5.1 The Government needs to identify how the NEWP commitments, which are critical to changing the way the nation deals with the natural environment, will be funded. Since investing in ecosystem services will pay dividends overall, it is worth considering how this may be addressed through “green taxation” nationally or locally, alongside existing funding arrangements.

6. Barriers to Engagement

6.1 Despite the evidence of public support for biodiversity presented in the NEWP and the efforts devoted to the BAP process, current understanding of the importance of biodiversity in the UK remains relatively low within Europe.7 This is particularly so with ethnic communities, despite the work of groups such as the Black Environment Network.

6.2 In large part, this reflects the relative standing of the natural environment and natural history within official circles, nationally and locally, as evidenced by the proportion of GDP and local authority budgets.
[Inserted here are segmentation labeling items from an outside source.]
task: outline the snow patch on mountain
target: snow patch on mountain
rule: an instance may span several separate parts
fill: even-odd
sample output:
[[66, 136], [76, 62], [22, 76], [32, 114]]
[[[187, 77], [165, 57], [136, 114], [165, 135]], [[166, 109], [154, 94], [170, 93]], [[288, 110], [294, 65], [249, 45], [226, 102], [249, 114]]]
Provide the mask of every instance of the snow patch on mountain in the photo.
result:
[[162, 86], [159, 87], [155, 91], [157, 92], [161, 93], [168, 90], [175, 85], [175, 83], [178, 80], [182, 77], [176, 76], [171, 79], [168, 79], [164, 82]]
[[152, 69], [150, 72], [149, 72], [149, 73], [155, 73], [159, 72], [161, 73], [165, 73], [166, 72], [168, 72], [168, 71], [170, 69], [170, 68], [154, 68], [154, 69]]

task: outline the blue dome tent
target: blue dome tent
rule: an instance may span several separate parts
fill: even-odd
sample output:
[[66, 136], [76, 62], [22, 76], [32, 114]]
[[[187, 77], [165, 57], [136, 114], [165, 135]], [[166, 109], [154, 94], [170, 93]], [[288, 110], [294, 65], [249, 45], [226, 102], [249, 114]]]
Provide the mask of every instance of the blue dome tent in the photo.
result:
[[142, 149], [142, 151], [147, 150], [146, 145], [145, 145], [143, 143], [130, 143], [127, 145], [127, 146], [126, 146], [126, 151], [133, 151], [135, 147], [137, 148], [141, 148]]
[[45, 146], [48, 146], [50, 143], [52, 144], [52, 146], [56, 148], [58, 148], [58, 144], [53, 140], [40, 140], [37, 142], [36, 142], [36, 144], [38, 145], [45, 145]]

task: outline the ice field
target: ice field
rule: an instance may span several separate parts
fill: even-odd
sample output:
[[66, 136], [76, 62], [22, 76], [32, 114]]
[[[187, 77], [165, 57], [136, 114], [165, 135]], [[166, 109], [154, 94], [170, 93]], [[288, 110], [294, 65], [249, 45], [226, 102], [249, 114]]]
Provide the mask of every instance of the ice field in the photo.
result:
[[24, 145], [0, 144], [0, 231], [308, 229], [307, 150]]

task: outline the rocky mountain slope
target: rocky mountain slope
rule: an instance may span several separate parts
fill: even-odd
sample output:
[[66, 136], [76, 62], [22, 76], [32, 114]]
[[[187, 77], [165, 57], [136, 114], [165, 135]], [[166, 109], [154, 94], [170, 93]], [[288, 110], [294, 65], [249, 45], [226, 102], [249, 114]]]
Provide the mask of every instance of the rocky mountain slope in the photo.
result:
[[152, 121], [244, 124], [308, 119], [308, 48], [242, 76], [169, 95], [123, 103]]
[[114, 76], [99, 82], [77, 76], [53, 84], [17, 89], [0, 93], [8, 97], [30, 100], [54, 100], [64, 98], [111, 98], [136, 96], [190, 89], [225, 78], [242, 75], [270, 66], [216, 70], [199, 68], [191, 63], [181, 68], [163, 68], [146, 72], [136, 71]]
Whereas there are huge opportunities to be gained from the voluntary efforts focussed on aspects of the natural environment or the local community these need to be positively supported and guided rather than being viewed as a low cost replacement to local services. Although there are many examples of good practice, long-tem support (guidance, facilitation) for such efforts is often lacking, not helped by the short-term nature of most grant aid.

6.3 Although welcome, the £1.2 million intended to further development of the National Biodiversity Network is a small sum which should be carefully marshalled to maximise its benefits. This includes development of open source software to further the recording, checking, management, accessibility and usefulness of information at local to national levels for different needs, eg the sharing of data from professional surveys or academic research, targeting the efforts of local surveyors and helping local communities to make use of local biodiversity information data for different purposes.

6.4 Effective engagement should combine support for groups that are already engaged and a gradual process of awareness raising and enabling measures addressing those groups that have yet to be reached. This is where local measures, building links between communities, schools, businesses and existing groups have a real role to play.

6.5 Recording and monitoring local wildlife, undertaking management or enhancement works and identifying future needs, provided it is easy to share and access information, will not only further stimulate awareness and involvement locally but contribute to and be coordinated with regional and national objectives. We consider this critical to building links between local communities, record centres and recording group; to the appraisal, effective management and monitoring of local wildlife sites, green corridors, ecosystem services and biodiversity offset sites; as well as to recruiting and maintaining a body of dedicated and skilled recorders across the country.

26 September 2011

1 http://www.nfbr.org.uk

2 HM Government (2011) The Natural Choice—securing the value of nature. TSO.

3 Lawton, J H, Brotherton, P N M, et al (2010). Making Space for Nature: a review of England’s wildlife sites and ecological network. Report to Defra.

4 UK National Ecosystem Assessment (2011). The UK National Ecosystem Assessment: Synthesis of the Key Findings. UNEP-WCMC, Cambridge.

5 Defra (2011). Government response to Making Space for Nature review.

6 ALGE (2005) Increasing the Momentum.